Total operations: 27466829 (2746182.07 per second)
26823.08 MiB transferred (2681.82 MiB/sec)
General statistics: total time: 10.0001s total number of events: 27466829
Latency (ms): min: 0.00 avg: 0.00 max: 0.20 95th percentile: 0.00 sum: 4041.60
Threads fairness: events (avg/stddev): 27466829.0000/0.00 execution time (avg/stddev): 4.0416/0.00
The test result after the commit 3f2352798("x86/cpu: Restore AMD's DE_CFG MSR after resume")
$ sysbench --test=memory run sysbench 1.0.17 (using system LuaJIT 2.0.4)

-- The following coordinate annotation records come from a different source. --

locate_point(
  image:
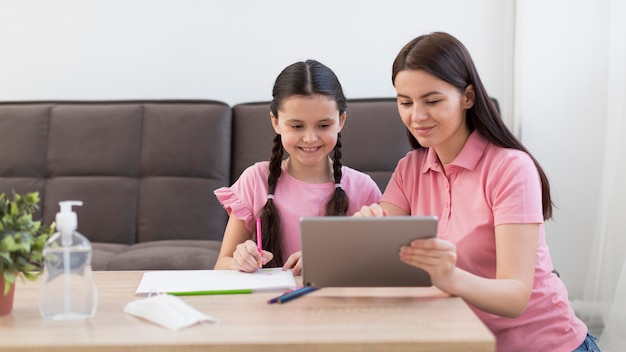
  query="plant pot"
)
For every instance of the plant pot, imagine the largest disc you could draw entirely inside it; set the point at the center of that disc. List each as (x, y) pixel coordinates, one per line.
(6, 301)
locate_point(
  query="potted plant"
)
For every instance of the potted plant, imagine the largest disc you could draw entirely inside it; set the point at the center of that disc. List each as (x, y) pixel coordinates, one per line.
(22, 240)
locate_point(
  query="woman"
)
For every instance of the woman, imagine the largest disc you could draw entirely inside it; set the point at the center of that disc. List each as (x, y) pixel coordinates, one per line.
(490, 195)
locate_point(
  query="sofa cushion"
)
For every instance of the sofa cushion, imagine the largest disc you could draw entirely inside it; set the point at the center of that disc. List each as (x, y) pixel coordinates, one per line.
(156, 255)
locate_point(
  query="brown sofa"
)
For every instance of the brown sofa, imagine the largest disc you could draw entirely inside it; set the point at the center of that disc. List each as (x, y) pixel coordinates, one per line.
(146, 170)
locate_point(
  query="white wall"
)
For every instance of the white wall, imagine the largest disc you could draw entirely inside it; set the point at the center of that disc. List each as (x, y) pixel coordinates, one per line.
(233, 50)
(228, 50)
(561, 103)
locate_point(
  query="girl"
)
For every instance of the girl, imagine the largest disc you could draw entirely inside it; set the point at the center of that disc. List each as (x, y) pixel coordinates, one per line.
(308, 111)
(491, 197)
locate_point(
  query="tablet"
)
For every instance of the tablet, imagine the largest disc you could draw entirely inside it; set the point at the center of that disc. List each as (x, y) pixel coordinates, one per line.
(342, 251)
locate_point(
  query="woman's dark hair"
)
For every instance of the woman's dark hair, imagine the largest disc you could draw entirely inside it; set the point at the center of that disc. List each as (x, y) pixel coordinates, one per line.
(300, 79)
(446, 58)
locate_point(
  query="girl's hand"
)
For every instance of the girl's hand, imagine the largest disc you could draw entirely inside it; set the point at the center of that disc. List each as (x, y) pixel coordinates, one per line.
(371, 210)
(247, 258)
(294, 262)
(435, 256)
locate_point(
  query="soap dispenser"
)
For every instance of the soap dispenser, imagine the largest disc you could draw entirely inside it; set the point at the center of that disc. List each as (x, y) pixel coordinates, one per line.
(68, 290)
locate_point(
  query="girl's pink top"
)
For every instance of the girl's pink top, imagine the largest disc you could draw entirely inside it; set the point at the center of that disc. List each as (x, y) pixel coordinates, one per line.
(293, 198)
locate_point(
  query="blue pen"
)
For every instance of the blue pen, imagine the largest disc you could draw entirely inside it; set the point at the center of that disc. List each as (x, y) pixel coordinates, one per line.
(288, 296)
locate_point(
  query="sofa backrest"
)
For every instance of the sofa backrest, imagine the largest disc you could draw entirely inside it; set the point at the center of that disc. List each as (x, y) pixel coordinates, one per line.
(144, 170)
(373, 138)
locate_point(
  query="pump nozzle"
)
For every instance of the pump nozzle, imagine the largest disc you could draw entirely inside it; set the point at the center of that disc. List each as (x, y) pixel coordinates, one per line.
(67, 221)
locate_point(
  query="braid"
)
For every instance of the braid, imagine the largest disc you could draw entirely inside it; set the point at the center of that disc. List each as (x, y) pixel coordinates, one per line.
(338, 203)
(270, 217)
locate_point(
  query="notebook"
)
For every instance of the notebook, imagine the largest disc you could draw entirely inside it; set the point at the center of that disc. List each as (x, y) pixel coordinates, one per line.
(213, 282)
(362, 252)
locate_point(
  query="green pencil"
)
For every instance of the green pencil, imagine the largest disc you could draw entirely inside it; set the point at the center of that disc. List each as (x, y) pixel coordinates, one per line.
(216, 292)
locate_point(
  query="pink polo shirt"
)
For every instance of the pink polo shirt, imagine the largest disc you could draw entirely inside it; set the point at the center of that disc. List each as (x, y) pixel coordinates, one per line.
(293, 198)
(483, 187)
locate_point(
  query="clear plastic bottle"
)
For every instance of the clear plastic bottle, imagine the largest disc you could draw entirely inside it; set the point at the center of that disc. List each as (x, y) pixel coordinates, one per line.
(68, 290)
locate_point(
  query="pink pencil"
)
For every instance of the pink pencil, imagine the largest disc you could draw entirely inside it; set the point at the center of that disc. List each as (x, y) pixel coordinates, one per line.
(258, 236)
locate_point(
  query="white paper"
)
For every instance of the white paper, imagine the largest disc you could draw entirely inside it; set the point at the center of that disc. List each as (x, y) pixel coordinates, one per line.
(214, 281)
(168, 311)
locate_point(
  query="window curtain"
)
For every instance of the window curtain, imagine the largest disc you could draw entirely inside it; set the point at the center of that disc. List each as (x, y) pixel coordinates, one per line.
(605, 293)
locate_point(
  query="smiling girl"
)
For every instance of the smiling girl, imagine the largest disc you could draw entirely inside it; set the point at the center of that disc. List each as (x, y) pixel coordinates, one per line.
(307, 113)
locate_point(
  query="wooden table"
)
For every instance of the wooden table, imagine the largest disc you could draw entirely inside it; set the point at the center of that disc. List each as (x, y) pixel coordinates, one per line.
(331, 319)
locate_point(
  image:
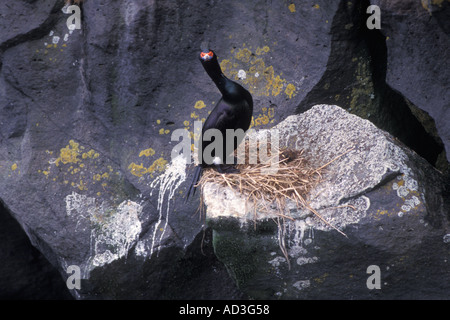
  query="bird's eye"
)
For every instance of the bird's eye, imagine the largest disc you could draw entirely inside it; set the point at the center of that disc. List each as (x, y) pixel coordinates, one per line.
(206, 56)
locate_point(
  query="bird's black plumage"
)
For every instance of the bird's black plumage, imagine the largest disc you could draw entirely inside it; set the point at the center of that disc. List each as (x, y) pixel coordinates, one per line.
(233, 111)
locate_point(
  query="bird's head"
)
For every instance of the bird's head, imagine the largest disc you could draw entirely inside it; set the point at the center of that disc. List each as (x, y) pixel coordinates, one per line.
(206, 56)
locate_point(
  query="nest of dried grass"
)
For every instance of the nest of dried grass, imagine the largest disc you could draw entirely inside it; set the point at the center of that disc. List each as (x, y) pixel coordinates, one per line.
(292, 179)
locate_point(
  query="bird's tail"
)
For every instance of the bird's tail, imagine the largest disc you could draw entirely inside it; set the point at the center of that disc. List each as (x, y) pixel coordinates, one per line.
(195, 180)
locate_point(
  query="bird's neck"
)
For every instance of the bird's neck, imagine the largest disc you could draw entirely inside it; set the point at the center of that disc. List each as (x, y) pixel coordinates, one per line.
(226, 87)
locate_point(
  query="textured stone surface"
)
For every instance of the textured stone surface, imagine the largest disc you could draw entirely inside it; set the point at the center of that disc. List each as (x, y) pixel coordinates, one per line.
(386, 199)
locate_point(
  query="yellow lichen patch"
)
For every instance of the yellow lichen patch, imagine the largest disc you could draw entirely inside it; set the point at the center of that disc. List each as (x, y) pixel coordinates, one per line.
(158, 165)
(76, 168)
(82, 186)
(243, 55)
(261, 78)
(69, 154)
(147, 153)
(290, 90)
(199, 105)
(194, 115)
(91, 154)
(263, 118)
(137, 169)
(259, 51)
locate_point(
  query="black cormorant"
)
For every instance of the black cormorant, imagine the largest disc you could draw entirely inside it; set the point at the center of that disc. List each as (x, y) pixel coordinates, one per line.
(233, 111)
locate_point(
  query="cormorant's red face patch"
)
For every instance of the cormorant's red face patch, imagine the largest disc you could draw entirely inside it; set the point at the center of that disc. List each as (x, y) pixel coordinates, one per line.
(206, 56)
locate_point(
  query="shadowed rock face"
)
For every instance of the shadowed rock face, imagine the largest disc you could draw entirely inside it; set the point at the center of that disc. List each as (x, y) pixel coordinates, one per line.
(385, 198)
(86, 117)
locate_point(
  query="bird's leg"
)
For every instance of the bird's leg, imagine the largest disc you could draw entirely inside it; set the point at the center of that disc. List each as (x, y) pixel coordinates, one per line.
(227, 168)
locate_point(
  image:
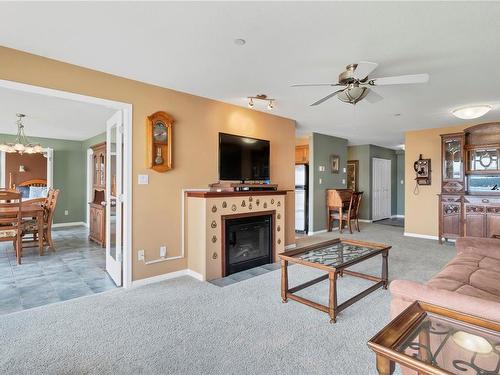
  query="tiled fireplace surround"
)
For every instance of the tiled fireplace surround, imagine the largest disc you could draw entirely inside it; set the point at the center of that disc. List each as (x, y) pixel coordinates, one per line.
(205, 214)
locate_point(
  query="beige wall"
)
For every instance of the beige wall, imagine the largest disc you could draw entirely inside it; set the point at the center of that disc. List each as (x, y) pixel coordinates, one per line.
(421, 211)
(157, 206)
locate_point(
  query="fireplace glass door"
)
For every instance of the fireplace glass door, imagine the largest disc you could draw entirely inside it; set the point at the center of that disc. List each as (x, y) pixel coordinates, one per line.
(247, 243)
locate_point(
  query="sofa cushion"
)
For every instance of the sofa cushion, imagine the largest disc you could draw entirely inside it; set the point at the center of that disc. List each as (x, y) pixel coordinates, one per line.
(486, 280)
(469, 290)
(470, 274)
(492, 264)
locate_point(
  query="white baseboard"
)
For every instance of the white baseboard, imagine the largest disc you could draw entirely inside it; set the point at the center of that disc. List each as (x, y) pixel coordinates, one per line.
(167, 276)
(73, 224)
(316, 232)
(425, 236)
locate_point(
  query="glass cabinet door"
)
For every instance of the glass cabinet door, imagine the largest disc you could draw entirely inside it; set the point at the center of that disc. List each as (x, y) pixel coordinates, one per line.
(483, 159)
(452, 159)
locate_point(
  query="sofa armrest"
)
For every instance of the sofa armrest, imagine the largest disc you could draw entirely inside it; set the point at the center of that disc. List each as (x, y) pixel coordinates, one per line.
(405, 292)
(489, 247)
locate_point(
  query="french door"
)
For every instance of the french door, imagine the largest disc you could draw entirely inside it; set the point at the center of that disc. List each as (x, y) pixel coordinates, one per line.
(114, 197)
(381, 189)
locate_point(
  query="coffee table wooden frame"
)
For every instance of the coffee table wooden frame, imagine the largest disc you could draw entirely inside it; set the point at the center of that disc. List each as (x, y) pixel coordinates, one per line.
(333, 307)
(385, 342)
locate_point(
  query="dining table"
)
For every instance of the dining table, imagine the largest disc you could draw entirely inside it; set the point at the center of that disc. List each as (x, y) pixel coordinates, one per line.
(30, 210)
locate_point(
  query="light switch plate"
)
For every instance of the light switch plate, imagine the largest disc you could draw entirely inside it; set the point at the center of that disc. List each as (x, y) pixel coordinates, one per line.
(140, 255)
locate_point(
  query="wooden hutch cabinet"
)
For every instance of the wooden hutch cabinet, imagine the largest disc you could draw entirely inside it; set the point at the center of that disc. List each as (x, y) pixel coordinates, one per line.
(97, 219)
(469, 203)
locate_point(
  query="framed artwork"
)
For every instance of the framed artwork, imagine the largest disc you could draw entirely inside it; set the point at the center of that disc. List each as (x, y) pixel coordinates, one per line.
(334, 163)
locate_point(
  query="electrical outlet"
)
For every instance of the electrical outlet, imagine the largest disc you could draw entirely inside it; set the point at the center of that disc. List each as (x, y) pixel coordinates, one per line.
(143, 179)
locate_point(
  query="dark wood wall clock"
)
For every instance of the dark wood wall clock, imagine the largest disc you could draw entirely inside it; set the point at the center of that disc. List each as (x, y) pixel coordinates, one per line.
(159, 141)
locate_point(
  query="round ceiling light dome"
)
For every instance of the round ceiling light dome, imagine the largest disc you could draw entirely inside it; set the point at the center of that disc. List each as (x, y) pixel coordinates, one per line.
(471, 112)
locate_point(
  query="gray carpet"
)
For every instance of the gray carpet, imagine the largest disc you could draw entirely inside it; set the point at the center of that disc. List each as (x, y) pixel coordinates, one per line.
(184, 326)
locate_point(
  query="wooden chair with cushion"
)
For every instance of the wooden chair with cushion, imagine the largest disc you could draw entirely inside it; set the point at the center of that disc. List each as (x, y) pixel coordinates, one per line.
(31, 227)
(350, 214)
(337, 204)
(10, 220)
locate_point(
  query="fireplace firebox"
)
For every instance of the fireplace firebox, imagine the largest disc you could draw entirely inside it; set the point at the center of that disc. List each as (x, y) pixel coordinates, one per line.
(248, 242)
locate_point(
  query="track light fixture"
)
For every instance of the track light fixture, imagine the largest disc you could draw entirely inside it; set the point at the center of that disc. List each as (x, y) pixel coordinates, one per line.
(270, 102)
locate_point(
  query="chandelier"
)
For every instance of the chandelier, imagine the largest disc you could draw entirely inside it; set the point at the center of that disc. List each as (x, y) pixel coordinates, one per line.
(21, 144)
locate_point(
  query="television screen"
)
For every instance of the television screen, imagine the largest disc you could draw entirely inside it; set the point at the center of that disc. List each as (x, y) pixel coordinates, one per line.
(243, 158)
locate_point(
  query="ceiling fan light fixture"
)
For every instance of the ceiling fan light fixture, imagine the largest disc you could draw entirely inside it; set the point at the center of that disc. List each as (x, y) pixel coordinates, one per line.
(353, 94)
(471, 112)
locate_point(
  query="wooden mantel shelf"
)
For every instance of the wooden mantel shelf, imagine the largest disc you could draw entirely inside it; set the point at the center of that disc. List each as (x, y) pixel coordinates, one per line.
(220, 194)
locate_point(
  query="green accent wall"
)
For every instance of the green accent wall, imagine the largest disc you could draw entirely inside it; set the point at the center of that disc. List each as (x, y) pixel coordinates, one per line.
(70, 174)
(321, 147)
(401, 186)
(365, 154)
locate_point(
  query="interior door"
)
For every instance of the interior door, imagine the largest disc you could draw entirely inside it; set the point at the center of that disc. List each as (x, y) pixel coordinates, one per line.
(114, 197)
(381, 189)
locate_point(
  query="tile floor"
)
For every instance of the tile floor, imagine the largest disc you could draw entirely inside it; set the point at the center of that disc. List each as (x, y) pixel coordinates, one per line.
(75, 269)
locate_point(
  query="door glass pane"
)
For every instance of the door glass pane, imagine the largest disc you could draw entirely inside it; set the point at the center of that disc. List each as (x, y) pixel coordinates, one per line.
(452, 169)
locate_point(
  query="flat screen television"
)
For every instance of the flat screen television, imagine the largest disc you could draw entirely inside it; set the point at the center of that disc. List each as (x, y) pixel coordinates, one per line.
(243, 158)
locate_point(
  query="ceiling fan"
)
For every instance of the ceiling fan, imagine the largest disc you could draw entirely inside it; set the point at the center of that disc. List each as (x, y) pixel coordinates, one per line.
(357, 84)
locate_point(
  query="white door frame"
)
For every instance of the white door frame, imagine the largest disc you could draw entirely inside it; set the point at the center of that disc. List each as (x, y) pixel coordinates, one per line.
(49, 154)
(376, 176)
(126, 108)
(90, 154)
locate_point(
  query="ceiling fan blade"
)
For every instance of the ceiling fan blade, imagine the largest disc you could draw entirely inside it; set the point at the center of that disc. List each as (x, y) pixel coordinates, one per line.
(315, 84)
(326, 98)
(399, 80)
(363, 69)
(373, 97)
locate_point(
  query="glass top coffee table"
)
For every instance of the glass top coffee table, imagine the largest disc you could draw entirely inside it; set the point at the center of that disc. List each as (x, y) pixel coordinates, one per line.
(438, 341)
(334, 257)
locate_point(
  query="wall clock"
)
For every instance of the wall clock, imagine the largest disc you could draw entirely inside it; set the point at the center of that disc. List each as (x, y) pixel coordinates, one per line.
(159, 141)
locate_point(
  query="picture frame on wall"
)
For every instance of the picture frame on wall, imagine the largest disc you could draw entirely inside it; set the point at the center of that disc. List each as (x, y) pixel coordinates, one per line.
(334, 163)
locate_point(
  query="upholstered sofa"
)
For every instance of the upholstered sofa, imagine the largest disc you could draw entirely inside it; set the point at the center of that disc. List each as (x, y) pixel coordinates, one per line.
(469, 283)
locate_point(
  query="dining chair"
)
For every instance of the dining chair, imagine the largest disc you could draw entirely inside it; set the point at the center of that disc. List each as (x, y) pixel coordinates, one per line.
(353, 213)
(350, 213)
(31, 226)
(10, 220)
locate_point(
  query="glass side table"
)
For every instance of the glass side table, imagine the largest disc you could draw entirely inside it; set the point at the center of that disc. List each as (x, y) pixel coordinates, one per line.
(434, 340)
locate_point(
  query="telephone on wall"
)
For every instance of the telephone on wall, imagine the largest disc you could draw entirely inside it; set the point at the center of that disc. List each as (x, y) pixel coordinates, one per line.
(423, 171)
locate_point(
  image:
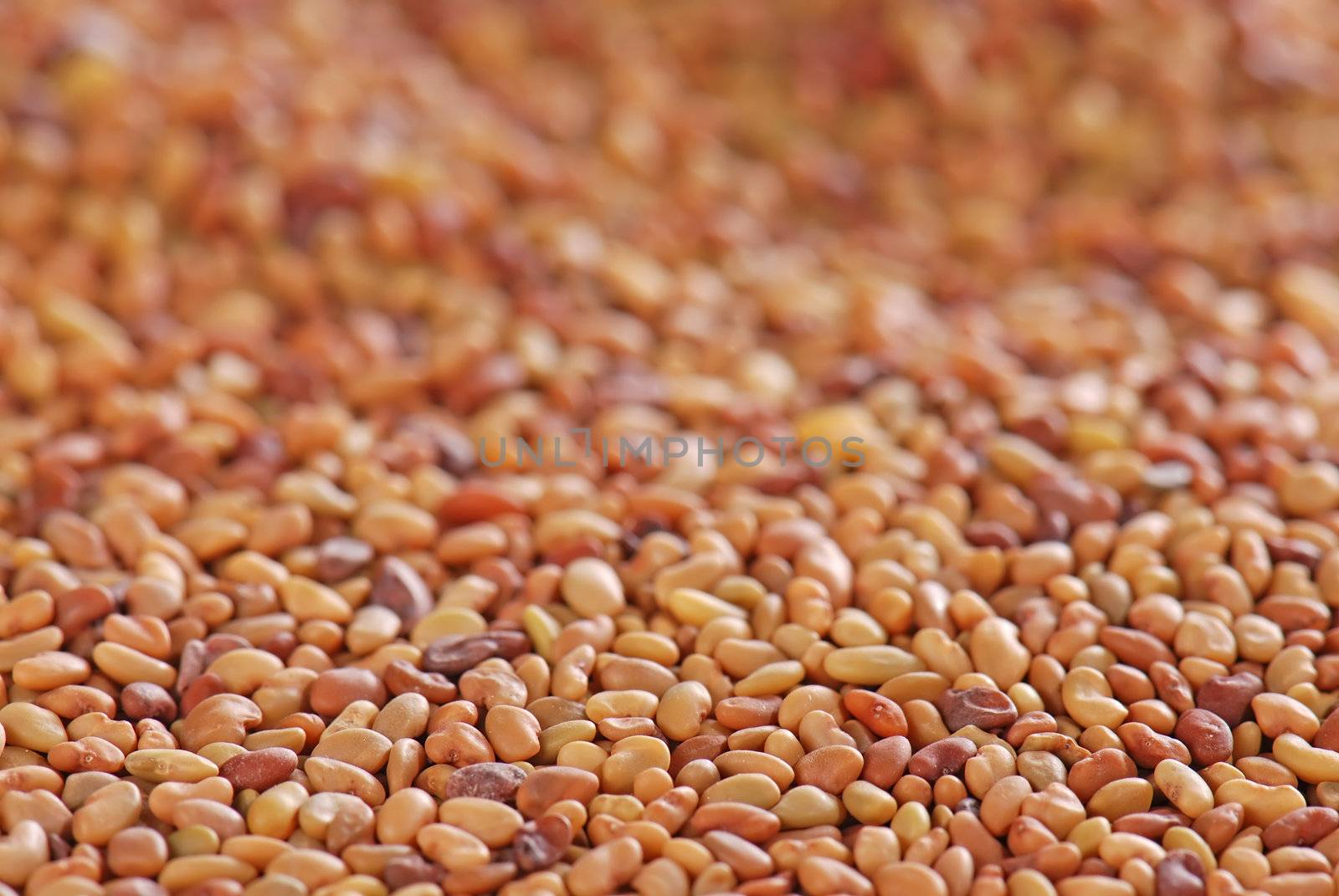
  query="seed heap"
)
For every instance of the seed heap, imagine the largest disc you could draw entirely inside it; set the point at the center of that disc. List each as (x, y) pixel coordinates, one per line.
(269, 272)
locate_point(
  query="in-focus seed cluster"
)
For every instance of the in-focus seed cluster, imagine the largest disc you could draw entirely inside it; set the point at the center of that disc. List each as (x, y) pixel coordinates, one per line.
(271, 271)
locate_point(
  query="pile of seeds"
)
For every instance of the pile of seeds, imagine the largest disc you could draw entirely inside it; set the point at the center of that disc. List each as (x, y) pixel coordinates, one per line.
(274, 621)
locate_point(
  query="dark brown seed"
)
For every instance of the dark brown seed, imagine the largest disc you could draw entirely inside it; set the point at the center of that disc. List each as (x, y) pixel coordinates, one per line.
(1180, 873)
(1229, 697)
(541, 842)
(457, 654)
(1207, 735)
(399, 588)
(486, 780)
(401, 677)
(984, 708)
(405, 871)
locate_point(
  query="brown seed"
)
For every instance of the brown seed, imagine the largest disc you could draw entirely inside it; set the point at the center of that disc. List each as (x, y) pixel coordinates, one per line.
(259, 769)
(486, 780)
(397, 586)
(1301, 828)
(1207, 737)
(546, 786)
(147, 701)
(1180, 873)
(984, 708)
(338, 688)
(941, 758)
(541, 842)
(1229, 697)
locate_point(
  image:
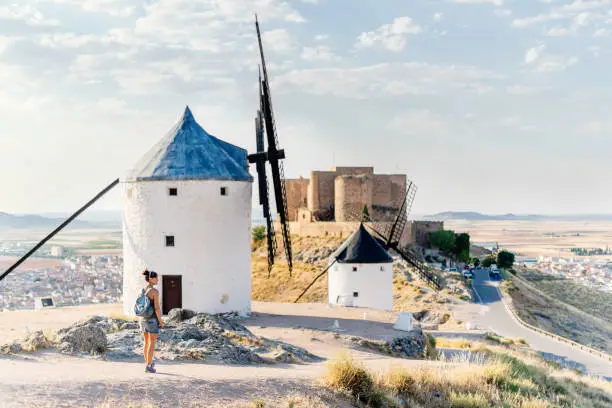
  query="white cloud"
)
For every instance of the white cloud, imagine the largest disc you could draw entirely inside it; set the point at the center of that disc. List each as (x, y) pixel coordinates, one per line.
(558, 32)
(522, 90)
(279, 40)
(493, 2)
(318, 53)
(544, 62)
(533, 54)
(28, 14)
(392, 36)
(581, 13)
(115, 8)
(389, 80)
(591, 128)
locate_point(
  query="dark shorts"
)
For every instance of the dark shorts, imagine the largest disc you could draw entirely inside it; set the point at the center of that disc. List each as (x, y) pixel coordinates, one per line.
(150, 325)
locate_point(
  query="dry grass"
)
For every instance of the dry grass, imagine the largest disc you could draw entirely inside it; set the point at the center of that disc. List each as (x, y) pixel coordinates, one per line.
(555, 317)
(281, 287)
(443, 342)
(584, 298)
(504, 378)
(284, 288)
(351, 377)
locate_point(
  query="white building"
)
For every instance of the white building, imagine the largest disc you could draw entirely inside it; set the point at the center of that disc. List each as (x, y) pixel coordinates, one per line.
(187, 216)
(57, 251)
(362, 275)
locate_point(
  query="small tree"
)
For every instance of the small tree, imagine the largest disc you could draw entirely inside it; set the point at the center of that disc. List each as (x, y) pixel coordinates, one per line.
(365, 214)
(443, 240)
(488, 261)
(462, 246)
(505, 259)
(259, 233)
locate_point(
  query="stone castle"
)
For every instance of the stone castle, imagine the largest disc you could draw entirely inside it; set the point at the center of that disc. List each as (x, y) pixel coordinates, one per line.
(340, 194)
(331, 203)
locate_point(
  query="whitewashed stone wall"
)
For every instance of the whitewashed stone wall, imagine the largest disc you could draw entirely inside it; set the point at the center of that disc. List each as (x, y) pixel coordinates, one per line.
(212, 236)
(372, 282)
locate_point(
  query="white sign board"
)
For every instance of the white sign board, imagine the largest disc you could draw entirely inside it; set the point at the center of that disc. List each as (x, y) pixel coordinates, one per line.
(404, 322)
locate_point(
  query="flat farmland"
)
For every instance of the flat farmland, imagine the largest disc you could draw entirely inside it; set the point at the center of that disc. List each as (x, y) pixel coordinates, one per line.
(535, 238)
(31, 263)
(81, 241)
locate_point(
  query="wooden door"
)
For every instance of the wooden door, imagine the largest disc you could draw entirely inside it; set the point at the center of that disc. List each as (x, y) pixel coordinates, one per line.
(172, 292)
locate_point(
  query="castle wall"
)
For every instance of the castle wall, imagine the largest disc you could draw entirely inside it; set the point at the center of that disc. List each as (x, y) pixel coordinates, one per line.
(353, 171)
(297, 196)
(321, 193)
(323, 229)
(422, 229)
(351, 193)
(414, 231)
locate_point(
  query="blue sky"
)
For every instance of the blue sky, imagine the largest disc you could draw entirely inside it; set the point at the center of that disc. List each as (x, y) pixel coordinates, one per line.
(488, 105)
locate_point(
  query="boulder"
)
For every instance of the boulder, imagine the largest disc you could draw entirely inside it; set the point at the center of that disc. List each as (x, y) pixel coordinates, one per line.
(88, 338)
(35, 341)
(178, 315)
(411, 345)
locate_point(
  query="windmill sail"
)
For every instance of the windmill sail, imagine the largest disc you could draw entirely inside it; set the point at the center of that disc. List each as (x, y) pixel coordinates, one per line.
(390, 229)
(273, 155)
(58, 229)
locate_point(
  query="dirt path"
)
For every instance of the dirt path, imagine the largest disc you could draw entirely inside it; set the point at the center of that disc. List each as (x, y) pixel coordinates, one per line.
(57, 380)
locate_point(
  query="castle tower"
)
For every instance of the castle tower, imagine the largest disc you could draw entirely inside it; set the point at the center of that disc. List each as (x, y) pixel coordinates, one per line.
(187, 216)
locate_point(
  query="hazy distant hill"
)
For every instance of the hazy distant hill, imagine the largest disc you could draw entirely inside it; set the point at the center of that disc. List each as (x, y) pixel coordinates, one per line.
(89, 219)
(27, 221)
(476, 216)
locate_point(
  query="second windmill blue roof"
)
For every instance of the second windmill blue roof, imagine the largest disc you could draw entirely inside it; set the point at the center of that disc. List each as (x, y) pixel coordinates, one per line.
(188, 152)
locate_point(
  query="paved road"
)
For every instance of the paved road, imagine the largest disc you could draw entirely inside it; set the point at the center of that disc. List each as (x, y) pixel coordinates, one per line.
(498, 319)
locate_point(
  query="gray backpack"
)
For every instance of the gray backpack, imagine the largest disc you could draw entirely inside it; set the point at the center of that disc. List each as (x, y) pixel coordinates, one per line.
(144, 306)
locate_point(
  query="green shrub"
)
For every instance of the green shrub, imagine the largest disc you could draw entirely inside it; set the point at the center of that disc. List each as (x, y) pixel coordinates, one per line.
(259, 233)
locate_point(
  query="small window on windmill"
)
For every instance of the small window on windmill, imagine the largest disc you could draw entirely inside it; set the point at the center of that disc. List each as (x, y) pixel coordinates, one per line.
(169, 240)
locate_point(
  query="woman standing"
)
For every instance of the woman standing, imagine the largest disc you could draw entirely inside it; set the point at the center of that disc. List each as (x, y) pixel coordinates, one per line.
(150, 326)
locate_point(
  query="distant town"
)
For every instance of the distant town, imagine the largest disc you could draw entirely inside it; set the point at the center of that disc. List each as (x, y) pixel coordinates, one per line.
(77, 280)
(595, 273)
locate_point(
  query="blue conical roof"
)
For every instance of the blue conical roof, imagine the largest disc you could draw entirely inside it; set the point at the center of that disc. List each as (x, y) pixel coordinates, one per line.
(361, 247)
(188, 152)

Running the test with following options: Number of threads: 1 Initializing random number generator from current time
Running memory speed test with the following options: block size: 1KiB total size: 102400MiB operation: write scope: global
Initializing worker threads...
Threads started!
Total operations: 33758407 (3375232.84 per second)
32967.19 MiB transferred (3296.13 MiB/sec)
General statistics: total time: 10.0001s total number of events: 33758407
Latency (ms): min: 0.00 avg: 0.00 max: 0.06 95th percentile: 0.00 sum: 4115.95
Threads fairness: events (avg/stddev): 33758407.0000/0.00 execution time (avg/stddev): 4.1160/0.00 --- arch/x86/kernel/cpu/amd.c | 2 +- 1 file changed, 1 insertion(+), 1 deletion(-)
diff --git a/arch/x86/kernel/cpu/amd.c b/arch/x86/kernel/cpu/amd.c index ee5d0f943ec8c..4122afeaaaff5 100644 --- a/arch/x86/kernel/cpu/amd.c +++ b/arch/x86/kernel/cpu/amd.c @@ -941,7 +941,7 @@ static void init_amd(struct cpuinfo_x86 *c) * serializing. */ ret = rdmsrl_safe(MSR_AMD64_DE_CFG, &val); - if (!ret && (val & MSR_AMD64_DE_CFG_LFENCE_SERIALIZE_BIT)) { + if (!ret && (val & MSR_AMD64_DE_CFG_LFENCE_SERIALIZE)) { /* A serializing LFENCE stops RDTSC speculation */ set_cpu_cap(c, X86_FEATURE_LFENCE_RDTSC); } else {
On Tue, Mar 14, 2023 at 04:11:59AM -0700, Rhythm Mahajan wrote:
The commit: 3f235279828c ("x86/cpu: Restore AMD's DE_CFG MSR after resume") renamed the MSR_F10H_DECFG_LFENCE_SERIALIZE macro to MSR_AMD64_DE_CFG_LFENCE_SERIALIZE. The fix changed MSR_F10H_DECFG_LFENCE_SERIALIZE to MSR_AMD64_DE_CFG_LFENCE_SERIALIZE_BIT in the init_amd() function, but should have used MSR_AMD64_DE_CFG_LFENCE_SERIALIZE. This causes a discrepancy in the LFENCE serialization check in the init_amd() function.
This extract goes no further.